Marriage is a vow, an oath that should be entered into solemnly with thought. We all know this, and thousands of us make these vows among the spectacle of a wedding only to break the pledge. Why is it that the importance of the promise seems to be so overlooked? It would seem we all give it lip service, we all agree that we must be faithful to each other, “forsaking all others,” but adultery has become so commonplace one hopes cheating on your spouse does not preclude you from heaven. If so there will be quite an overcrowding in hell. I do not judge those who find themselves in these stressful situations nor do I wish to be seen criticizing those who do not believe in fidelity, I don’t understand why, if you make the vow, you don’t keep it. Why have we become so self-indulgent that we can only handle the good times and don’t stick it out in the bad times? How can someone leave the husband or wife they pledged to stay with, in sickness and health, because one or the other falls seriously ill?

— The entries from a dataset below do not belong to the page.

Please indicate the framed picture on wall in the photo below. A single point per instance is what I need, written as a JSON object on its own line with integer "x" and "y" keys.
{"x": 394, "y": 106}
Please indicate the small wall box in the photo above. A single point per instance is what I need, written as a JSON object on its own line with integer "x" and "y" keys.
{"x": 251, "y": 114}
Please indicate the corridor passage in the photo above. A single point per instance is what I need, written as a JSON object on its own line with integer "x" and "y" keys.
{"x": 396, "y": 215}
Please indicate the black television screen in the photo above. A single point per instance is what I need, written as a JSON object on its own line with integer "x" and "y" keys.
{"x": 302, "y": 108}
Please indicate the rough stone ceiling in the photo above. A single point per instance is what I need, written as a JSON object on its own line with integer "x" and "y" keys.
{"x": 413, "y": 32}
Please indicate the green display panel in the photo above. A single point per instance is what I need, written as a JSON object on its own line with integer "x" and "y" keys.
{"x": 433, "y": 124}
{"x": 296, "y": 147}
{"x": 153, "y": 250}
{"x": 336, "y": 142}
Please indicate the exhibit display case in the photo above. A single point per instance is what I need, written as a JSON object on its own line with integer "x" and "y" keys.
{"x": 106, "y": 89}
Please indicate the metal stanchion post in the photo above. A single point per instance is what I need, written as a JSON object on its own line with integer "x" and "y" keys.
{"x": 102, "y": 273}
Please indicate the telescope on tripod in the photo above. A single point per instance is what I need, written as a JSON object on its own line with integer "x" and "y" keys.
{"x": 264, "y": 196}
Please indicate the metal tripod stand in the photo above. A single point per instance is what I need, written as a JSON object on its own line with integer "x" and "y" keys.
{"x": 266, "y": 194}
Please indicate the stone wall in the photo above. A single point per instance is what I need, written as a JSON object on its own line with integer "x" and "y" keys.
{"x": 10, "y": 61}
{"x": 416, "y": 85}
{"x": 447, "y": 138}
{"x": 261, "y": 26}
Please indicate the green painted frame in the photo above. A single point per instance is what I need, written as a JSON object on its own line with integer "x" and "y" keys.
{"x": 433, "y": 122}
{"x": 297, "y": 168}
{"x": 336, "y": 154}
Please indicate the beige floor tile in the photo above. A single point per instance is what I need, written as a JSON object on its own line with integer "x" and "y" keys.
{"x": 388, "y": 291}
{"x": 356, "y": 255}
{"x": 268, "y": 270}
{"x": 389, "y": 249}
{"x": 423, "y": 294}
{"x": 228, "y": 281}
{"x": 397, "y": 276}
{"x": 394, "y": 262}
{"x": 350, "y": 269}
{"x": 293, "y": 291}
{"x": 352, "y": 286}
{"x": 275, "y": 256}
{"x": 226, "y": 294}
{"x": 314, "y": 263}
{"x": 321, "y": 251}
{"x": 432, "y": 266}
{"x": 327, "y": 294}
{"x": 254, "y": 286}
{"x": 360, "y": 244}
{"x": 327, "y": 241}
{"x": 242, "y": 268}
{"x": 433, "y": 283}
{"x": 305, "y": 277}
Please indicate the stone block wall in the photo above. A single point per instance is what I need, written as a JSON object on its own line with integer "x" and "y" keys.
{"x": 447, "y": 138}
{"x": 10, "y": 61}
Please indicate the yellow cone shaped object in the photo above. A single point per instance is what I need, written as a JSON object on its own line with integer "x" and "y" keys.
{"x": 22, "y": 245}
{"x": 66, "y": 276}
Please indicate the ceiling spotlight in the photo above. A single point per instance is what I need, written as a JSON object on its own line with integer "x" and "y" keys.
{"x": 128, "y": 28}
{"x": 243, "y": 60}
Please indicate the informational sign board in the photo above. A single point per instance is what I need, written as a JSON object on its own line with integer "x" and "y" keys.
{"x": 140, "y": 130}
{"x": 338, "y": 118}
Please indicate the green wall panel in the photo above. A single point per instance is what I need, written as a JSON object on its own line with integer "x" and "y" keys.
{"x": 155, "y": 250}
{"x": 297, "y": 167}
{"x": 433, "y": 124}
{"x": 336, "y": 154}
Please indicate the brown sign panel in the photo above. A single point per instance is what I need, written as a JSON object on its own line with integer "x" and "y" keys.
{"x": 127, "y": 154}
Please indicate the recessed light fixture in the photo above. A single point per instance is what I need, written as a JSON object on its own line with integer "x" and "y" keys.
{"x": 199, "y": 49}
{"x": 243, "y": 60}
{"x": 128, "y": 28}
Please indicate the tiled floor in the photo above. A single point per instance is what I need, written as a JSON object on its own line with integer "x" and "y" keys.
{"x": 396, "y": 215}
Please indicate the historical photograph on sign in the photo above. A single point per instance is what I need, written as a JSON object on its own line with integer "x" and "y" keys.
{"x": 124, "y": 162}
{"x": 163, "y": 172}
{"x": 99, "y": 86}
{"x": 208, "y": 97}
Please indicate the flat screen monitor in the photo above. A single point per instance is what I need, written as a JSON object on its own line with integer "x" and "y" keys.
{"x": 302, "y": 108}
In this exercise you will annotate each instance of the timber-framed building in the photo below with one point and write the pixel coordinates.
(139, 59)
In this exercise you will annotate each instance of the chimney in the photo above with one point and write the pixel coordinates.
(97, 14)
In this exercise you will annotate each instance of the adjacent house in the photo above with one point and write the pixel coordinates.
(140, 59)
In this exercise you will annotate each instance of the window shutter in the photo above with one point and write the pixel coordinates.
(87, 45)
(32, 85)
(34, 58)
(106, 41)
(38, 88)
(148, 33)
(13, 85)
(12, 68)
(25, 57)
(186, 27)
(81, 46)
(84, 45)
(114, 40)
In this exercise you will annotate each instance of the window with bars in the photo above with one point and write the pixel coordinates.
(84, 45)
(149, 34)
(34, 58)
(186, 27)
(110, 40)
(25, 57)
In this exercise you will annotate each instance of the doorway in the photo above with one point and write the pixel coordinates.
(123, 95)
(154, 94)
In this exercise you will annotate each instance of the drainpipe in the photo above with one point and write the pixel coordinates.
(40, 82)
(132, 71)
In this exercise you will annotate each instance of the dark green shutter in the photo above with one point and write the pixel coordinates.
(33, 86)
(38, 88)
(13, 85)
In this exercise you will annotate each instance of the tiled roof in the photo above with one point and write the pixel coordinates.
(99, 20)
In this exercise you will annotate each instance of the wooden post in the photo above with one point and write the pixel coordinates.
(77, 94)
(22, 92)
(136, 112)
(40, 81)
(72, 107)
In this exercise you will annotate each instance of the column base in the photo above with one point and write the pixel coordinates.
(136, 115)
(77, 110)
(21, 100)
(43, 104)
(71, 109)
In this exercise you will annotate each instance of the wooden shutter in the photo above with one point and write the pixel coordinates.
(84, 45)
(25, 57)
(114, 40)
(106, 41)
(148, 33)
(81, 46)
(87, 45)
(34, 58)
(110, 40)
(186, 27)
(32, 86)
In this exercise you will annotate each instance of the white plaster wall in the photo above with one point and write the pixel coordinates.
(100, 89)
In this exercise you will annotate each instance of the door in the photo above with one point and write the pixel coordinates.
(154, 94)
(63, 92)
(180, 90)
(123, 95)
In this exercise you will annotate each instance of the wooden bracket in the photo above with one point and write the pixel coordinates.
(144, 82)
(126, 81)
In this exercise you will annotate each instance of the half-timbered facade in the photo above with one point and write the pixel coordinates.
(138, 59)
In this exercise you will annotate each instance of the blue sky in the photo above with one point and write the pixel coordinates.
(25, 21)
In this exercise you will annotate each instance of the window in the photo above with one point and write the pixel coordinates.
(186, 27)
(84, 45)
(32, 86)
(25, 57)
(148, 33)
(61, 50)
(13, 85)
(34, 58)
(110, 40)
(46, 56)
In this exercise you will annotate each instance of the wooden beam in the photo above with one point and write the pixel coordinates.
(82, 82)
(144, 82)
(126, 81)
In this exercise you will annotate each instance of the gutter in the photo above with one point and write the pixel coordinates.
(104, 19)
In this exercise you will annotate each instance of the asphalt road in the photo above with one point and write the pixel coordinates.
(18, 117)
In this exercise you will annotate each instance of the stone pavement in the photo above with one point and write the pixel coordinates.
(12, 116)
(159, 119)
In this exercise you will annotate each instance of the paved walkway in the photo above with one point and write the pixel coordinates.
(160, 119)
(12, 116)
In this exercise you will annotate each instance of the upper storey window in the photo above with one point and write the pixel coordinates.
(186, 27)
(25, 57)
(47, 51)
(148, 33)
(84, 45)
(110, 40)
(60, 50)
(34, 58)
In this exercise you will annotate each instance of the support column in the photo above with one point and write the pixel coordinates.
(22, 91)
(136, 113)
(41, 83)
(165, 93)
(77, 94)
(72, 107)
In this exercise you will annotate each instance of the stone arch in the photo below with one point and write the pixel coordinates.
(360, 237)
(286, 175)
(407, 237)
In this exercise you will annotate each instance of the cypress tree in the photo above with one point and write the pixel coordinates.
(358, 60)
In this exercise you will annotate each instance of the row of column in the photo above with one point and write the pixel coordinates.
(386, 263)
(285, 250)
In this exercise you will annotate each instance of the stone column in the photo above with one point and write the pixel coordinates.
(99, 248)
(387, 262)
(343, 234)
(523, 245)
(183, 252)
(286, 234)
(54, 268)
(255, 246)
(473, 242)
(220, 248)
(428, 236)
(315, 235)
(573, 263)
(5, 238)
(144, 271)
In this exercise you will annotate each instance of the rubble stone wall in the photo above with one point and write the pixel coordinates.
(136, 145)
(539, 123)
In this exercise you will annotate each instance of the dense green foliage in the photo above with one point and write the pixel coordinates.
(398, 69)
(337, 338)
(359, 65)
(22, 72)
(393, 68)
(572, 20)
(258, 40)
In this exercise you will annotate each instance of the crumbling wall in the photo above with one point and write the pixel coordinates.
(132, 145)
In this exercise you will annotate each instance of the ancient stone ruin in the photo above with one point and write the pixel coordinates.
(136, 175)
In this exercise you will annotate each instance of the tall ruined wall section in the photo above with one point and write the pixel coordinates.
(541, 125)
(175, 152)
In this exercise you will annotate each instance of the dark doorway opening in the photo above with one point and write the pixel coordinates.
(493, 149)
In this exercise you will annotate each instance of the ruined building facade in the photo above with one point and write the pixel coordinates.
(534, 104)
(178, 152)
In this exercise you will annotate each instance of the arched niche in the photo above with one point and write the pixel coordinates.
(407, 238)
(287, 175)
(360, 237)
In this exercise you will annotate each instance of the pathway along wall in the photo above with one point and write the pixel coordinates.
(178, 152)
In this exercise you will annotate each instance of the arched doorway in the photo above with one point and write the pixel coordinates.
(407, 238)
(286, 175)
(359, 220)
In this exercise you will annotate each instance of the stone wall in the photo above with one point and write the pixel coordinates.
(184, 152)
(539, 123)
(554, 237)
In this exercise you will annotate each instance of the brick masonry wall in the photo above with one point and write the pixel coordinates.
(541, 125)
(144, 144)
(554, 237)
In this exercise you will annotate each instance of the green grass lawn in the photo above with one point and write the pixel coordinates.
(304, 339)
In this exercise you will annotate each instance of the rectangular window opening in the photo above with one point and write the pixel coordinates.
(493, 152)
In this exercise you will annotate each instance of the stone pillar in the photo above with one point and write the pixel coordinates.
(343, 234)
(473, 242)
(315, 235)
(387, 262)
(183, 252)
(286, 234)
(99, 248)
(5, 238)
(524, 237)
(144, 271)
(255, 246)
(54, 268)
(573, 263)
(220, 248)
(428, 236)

One of my closest friends for many years never married. He is fond of saying that marriage is a contract, and he knows he can not honor it. I respect that attitude if you can’t keep the vow or honor the commitment, don’t entered into marriage. As my luncheon pal said it is a vow, once made you are honor-bound to keep it. In the not too distant past, it was not easy to divorce; barriers existed in the church and law. Of course, people found ways to get around those barriers, but it was a real effort, and perhaps some failing marriages managed to stay together and made it to a happier time. It is unreasonable to assume we will go back to a time when divorce carried a social stigma, but I do believe we need to think more carefully about what it means to make a vow – one to another – and stick with it.

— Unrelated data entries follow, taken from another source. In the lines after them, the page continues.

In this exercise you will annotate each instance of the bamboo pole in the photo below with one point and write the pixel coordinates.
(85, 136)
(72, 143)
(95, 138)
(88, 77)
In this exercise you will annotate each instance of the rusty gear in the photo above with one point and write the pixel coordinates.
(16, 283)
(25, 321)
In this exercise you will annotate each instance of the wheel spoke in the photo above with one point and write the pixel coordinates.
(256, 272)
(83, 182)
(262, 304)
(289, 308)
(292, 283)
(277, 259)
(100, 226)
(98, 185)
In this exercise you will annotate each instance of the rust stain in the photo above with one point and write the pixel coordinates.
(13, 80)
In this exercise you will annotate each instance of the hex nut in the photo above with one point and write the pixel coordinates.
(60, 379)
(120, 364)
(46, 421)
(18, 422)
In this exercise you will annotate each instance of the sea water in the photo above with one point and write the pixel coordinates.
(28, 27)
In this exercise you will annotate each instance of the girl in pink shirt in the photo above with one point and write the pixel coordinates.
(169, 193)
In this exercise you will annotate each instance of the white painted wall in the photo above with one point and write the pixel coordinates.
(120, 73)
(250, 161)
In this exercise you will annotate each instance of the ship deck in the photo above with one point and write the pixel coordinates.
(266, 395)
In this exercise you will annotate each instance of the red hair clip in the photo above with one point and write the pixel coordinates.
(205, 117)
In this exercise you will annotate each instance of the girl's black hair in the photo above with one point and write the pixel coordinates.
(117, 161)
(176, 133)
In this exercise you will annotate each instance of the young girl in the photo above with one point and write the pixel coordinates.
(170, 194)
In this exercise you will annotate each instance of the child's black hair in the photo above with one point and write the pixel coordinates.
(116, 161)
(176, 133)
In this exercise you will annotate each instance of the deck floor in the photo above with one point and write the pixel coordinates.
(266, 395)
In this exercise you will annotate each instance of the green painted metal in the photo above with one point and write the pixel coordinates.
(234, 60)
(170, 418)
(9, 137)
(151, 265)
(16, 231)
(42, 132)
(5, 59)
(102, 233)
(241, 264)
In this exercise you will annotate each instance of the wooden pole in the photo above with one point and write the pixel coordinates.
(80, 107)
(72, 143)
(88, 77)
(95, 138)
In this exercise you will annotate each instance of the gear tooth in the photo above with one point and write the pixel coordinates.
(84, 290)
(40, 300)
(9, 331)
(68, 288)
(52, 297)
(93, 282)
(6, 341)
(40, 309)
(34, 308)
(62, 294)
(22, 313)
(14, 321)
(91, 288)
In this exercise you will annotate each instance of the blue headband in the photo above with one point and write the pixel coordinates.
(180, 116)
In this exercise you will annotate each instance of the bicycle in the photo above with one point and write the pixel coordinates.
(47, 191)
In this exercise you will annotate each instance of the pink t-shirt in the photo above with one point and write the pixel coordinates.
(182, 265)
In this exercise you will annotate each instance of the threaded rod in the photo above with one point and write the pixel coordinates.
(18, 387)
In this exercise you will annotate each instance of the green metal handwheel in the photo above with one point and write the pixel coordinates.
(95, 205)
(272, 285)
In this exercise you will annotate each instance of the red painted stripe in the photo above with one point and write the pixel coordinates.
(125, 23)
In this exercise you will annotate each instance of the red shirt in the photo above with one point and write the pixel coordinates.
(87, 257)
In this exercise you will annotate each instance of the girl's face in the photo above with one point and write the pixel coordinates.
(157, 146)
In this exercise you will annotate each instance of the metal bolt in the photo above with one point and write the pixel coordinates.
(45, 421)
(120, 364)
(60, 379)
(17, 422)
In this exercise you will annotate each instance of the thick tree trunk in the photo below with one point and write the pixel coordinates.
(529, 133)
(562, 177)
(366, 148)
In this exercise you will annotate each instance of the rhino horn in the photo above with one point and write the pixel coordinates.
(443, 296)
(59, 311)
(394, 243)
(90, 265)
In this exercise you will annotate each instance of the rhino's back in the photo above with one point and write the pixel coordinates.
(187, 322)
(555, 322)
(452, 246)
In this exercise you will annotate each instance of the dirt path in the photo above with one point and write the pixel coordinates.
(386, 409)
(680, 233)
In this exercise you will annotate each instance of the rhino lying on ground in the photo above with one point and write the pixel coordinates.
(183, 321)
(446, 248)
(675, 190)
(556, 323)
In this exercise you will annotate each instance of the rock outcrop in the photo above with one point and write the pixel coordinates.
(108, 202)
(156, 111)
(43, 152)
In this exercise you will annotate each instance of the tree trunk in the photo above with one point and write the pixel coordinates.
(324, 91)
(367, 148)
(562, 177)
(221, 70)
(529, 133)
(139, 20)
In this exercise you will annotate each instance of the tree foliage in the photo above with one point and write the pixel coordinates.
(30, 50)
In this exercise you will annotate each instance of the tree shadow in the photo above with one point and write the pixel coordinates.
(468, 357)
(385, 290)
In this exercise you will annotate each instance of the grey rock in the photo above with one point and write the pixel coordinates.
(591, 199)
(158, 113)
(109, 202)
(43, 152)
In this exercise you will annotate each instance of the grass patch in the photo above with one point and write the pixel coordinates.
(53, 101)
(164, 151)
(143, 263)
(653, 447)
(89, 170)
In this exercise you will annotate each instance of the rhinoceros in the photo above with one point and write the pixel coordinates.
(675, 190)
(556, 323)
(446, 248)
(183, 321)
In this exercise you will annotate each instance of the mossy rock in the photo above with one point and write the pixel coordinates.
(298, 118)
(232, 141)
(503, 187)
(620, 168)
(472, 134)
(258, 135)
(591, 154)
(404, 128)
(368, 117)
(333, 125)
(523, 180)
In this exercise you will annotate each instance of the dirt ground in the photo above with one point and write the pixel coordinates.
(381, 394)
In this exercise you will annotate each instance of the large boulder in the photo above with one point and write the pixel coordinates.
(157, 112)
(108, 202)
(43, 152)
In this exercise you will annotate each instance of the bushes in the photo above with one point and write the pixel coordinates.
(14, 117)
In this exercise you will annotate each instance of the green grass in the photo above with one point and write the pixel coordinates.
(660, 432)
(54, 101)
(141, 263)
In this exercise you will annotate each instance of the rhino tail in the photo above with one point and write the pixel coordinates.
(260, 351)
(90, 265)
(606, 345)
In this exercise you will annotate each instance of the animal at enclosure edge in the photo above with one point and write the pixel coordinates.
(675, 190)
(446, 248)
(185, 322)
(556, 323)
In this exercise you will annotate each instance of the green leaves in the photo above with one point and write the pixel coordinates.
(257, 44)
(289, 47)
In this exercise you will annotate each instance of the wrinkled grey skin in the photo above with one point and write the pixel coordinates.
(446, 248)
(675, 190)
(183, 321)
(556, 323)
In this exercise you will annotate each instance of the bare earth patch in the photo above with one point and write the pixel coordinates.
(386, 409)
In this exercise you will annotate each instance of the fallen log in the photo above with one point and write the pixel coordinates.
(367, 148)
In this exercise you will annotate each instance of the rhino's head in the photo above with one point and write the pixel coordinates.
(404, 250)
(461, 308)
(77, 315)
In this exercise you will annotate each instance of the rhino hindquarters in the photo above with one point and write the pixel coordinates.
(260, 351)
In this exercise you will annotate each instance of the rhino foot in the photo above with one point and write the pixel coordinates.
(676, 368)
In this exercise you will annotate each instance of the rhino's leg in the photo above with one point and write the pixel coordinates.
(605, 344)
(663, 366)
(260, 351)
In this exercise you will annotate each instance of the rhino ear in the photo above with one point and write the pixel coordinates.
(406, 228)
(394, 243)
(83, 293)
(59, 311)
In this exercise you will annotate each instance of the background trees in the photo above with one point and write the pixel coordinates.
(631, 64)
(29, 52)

There is no longer a social stigma to living together without marriage, or to sex outside marriage or any of the old-fashioned morals that were so prevalent in a different time, so why not make the vow of marriage something much more important? Why not attach to it a significance beyond expensive dresses and receptions that last all night. The church perhaps needs to teach the meaning of an oath, not just in premarital counseling, but all the time in a hundred different ways. Certainly, sermons can emphasize fidelity, but Sunday Schools can teach the importance of keeping your word and adult education could explore what it takes to stay faithful to your vows in a world where it doesn’t seem to matter too much anymore.

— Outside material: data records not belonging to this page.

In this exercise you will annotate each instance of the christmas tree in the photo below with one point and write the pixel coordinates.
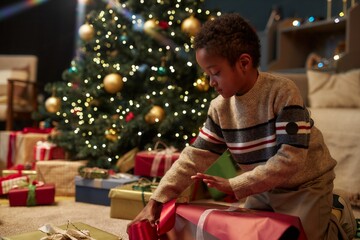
(134, 81)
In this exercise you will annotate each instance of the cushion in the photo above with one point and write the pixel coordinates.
(341, 133)
(334, 89)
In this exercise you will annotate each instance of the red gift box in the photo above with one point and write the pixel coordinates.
(45, 150)
(44, 195)
(219, 222)
(155, 163)
(8, 182)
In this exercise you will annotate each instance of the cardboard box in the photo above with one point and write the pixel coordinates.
(8, 182)
(61, 173)
(44, 195)
(126, 203)
(17, 146)
(45, 150)
(96, 191)
(94, 232)
(154, 163)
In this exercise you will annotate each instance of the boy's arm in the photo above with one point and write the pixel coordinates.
(178, 177)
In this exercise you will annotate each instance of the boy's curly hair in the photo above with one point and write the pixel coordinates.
(229, 36)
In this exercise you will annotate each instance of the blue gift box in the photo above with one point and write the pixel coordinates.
(96, 191)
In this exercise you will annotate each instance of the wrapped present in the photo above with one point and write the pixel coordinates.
(45, 150)
(17, 146)
(8, 182)
(96, 191)
(69, 228)
(223, 167)
(61, 173)
(23, 169)
(31, 195)
(155, 163)
(128, 200)
(93, 172)
(127, 161)
(196, 221)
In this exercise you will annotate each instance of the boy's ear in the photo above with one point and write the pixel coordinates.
(245, 61)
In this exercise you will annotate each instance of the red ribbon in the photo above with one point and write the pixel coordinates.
(11, 150)
(143, 229)
(36, 130)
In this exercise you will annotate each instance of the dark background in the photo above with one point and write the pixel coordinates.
(48, 29)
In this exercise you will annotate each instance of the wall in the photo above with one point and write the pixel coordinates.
(46, 29)
(258, 11)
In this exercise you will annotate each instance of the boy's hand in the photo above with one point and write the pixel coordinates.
(219, 183)
(151, 212)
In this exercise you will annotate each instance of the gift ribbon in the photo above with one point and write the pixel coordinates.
(204, 215)
(36, 130)
(167, 153)
(31, 199)
(11, 149)
(143, 229)
(43, 145)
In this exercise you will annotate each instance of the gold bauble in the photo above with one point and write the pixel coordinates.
(156, 114)
(191, 26)
(52, 104)
(86, 32)
(202, 84)
(150, 25)
(111, 134)
(113, 83)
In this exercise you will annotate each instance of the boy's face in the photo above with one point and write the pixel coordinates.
(226, 79)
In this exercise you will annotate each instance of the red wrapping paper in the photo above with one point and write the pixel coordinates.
(144, 162)
(44, 195)
(6, 183)
(225, 225)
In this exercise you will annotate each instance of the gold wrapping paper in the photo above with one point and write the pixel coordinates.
(60, 172)
(95, 233)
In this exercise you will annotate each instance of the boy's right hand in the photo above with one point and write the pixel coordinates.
(151, 212)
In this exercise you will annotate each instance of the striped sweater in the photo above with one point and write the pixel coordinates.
(270, 135)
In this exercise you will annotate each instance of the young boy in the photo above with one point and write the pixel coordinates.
(262, 120)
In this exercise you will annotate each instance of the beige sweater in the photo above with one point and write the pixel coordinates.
(270, 135)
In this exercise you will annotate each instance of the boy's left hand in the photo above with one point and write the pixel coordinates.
(219, 183)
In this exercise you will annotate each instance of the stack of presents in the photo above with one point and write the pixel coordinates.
(34, 171)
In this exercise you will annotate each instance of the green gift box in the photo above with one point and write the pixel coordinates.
(223, 167)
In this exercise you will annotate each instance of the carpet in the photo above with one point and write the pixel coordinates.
(18, 220)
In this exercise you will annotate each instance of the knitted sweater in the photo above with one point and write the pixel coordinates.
(270, 135)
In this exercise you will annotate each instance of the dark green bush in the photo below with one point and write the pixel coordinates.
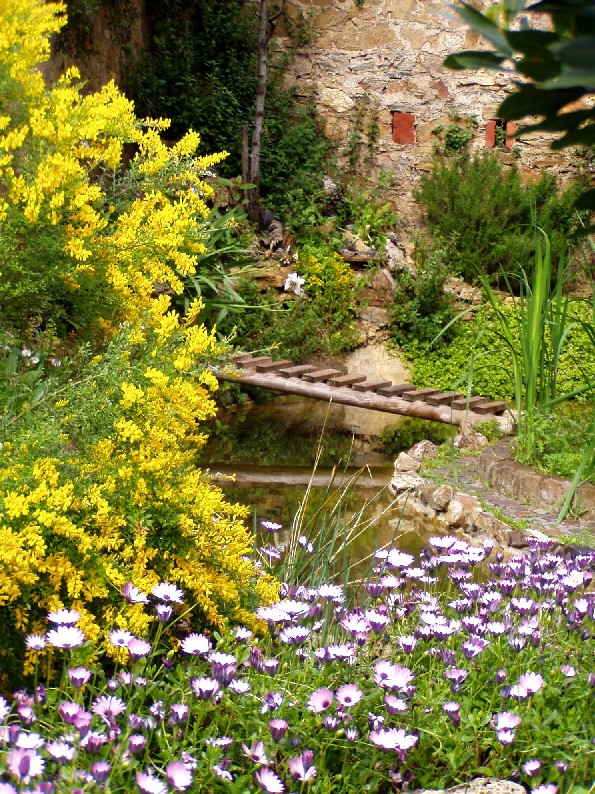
(201, 72)
(481, 213)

We are surrounded by a secular culture which seems to have given up on valuing morals and commitment. Lies are as frequent as truths, if not more frequent. We no longer seem to appreciate specific necessary behaviors, like honesty, so it is not surprising that the institution of marriage has become decidedly weakened. For some inexplicable reason, we no longer see the value in a marriage that lasts a lifetime. We read about the marriage of George H.W. and Barabra Bush, and we are amazed at the love story. We treat it as a rare and peculiar thing that we might envy but seem unwilling to emulate.

I once asked a highly successful young executive and fellow business associate of mine how he balanced what seemed to be an equally successful family life with his rapid rise in business. I often think of his answer. What he told me was that he had negotiated his business contract with strict restrictions. He said he told them that he would work non-stop Monday through Friday, but he would be focusing on his family on weekends. He told them he would leave every day at six so that he could be home with his kids as they were getting ready for bed, and he told them he would take vacations that would not be interrupted. His last words to me on the matter have stayed with me always. “All I really care about,” he said,” is that when I die they put on my grave, here lies a good husband and a good father.” To which I say, Amen.